Project

General

Profile

Actions

Bug #3650

closed

nfd-status not working

Added by Junxiao Shi almost 8 years ago. Updated over 7 years ago.

Status:
Closed
Priority:
High
Category:
Tools
Target version:
Start date:
06/14/2016
Due date:
% Done:

100%

Estimated time:

Description

Environment: Ubuntu 14.04

nfd-status does not display NFD status information, but returns immediately without any output or error message.

However nfd-status -h is working properly.


Files

nfd-status-strace.txt (53.4 KB) nfd-status-strace.txt Alex Afanasyev, 06/14/2016 06:01 PM
Actions #1

Updated by Junxiao Shi almost 8 years ago

  • Description updated (diff)
  • Assignee set to Alex Afanasyev
  • Priority changed from Normal to High

Priority is increased to Urgent because there are already five complaints.


Ashlesh has performed a bisect and finds that the last good version is NFD:commit:ace83ac9384da037a36695888e829d7337ce36b0 which means the first bad version is NFD:commit:ab49745afe0967eb59d1005efce92894c66fcf7f.

The only change that might affect nfd-status is in wscript:

conf.check_boost(lib=boost_libs, mt=True)

mt=True is added in this commit.
I wonder, what's the implication when NFD has mt=True while ndn-cxx does not?

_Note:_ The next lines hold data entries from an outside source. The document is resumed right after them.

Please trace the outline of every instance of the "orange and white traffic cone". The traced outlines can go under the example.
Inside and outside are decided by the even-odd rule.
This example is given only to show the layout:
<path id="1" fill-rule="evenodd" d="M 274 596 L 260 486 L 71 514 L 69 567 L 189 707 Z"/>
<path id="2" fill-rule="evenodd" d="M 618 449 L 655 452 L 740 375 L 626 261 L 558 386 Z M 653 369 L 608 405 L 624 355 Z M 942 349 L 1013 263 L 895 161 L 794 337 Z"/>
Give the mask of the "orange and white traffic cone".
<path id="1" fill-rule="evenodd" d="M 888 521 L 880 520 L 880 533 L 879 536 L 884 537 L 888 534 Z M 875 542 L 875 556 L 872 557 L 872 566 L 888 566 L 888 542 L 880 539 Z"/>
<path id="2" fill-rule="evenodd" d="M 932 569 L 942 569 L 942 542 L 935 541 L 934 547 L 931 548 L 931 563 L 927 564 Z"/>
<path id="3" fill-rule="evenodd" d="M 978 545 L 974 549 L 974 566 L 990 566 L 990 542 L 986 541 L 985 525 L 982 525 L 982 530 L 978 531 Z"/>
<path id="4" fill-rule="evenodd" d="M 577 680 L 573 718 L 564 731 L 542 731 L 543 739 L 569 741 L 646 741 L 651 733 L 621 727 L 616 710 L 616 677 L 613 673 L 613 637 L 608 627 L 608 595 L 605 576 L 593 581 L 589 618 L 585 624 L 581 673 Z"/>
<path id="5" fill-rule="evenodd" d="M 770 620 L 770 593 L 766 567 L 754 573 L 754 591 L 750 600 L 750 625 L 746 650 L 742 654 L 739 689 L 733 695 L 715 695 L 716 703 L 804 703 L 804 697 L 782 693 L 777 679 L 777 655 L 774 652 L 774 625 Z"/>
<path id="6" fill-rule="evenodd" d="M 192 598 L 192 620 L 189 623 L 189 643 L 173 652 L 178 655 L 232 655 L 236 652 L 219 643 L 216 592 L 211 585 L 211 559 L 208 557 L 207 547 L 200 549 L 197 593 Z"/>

This line is added by Alex in patchset7, so I'm assigning this issue to Alex.

Actions #2

Updated by Alex Afanasyev almost 8 years ago

  • Status changed from New to In Progress
Actions #3

Updated by Alex Afanasyev almost 8 years ago

I was finally reproduce the problem in clean Ubuntu 14.04 environment by just compiling master commits of ndn-cxx and NFD. Few observations:

  • nfd-status exits with code 0, but prints nothing
  • strace nfd-status attached
  • currently, all tools depend on core-objects, which for nfd-status results in the following command line
  /usr/bin/g++ -pthread tools/nfd-status.cpp.3.o core/city-hash.cpp.2.o core/config-file.cpp.2.o core/global-io.cpp.2.o core/manager-base.cpp.2.o core/network-interface.cpp.2.o core/network.cpp.2.o core/privilege-helper.cpp.2.o core/random.cpp.2.o core/scheduler.cpp.2.o core/logger-factory.cpp.2.o core/logger.cpp.2.o -o /home/vagrant/NFD/build/bin/nfd-status -Wl,-Bstatic -L/usr/lib/x86_64-linux-gnu -Wl,-Bdynamic -L/usr/lib/x86_64-linux-gnu -L/usr/local/lib -lboost_system -lboost_chrono -lboost_program_options -lboost_random -lboost_thread -lboost_log -lboost_log_setup -lndn-cxx -lboost_system -lboost_filesystem -lboost_date_time -lboost_iostreams -lboost_regex -lboost_program_options -lboost_chrono -lboost_random -lcryptopp -lsqlite3 -lrt -lpthread -lrt -lresolv

Manually removing all core/* dependencies, fixes the issue.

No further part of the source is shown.